Из протокола допроса Константина Базыленко, служившего с сентября 1941‑го по декабрь 1943‑го начальником Могилевского района (большинство представленных в статье документов публикуются впервые): «26 июля 1941 года, когда немецкие войска вошли в Могилев, все мужское население и часть женщин колоннами повели в Казимировку. Гнали их преимущественно велосипедисты. Тех, кто не справлялся бежать в общем строю, пристреливали. Спрятавшихся в домах убивали тоже».

Житель Казимировки Петр Гилевич в период оккупации Могилева был лесным объездчиком, видел, как ежедневно машинами доставляли к противотанковым рвам в Новом Пашково и Казимировке стариков, женщин, детей: «Зимой убитых толком не закапывали, на поверхности торчали руки, ноги. Как-то наткнулся на голову: мужчина молил о помощи. Откопать его, со всех сторон зажатого трупами, из мерзлой земли я не сумел, побежал за помощью. Когда вернулся, «голова» уже была мертва».
Захоронили их в противотанковых рвах в Новом Пашково и Казимировке. Остальных 500 постояльцев лечебницы забросали гранатами. В Полыковичском доме 40 престарелых человек убили путем подкожного впрыскивания яда.
Чтобы замести следы преступлений, осенью 1943 года нацисты организовали специальные рабочие команды из арестованных граждан, которых заставили раскапывать места массовых захоронений. Трупы сжигали в специальных печах и на деревянных настилах, которые горели несколько дней. Печи, свидетелей и участников этих акций впоследствии ликвидировали тоже.

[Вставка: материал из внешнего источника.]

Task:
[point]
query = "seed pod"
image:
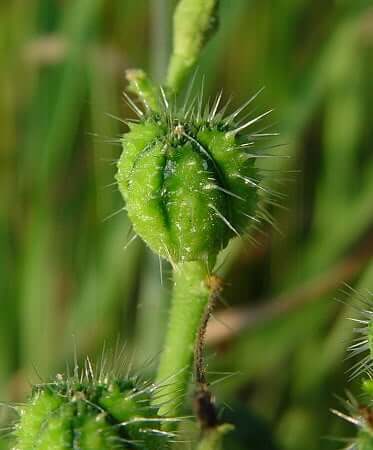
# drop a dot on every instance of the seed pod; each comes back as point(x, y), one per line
point(90, 414)
point(188, 179)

В одной из таких команд был сельчанин Семен Пилунов, который рассказал: «В июле 1943 года меня, связного 121‑го партизанского отряда, арестовали. Два месяца пытали в гестапо, перевели в могилевскую тюрьму, где я находился до 4 октября 1943‑го — к этому времени закончилась ее «разгрузка»: фашисты партиями вывозили раздетых, со связанными сзади руками заключенных и сжигали в «душегубках». За рейс — 50 — 60 человек. В сутки таких рейсов было 3 — 4. Утром 4 октября оставшихся 280 арестантов, в том числе меня, доставили на поляну в лесу у противотанкового рва — метрах в 200 севернее шоссе Минск — Могилев между Старым и Новым Пашково. Одним заключенным велели раскапывать ров, другим — рыть котлованы, как выяснилось потом — для сжигания трупов».
125 воспитанников школы-интерната слышат эти рассказы на уроках истории — в музейном зале.

— А история, в том числе ее трагические страницы, — то, что нас объединяет, — подчеркивает педагог Ольга Рудаковская. — Дети, когда зачитываем им эти факты, плачут. Потом просят: «Помогите узнать о судьбе прапрадеда, не вернувшегося с войны». Учим их работать с архивами, сайтами.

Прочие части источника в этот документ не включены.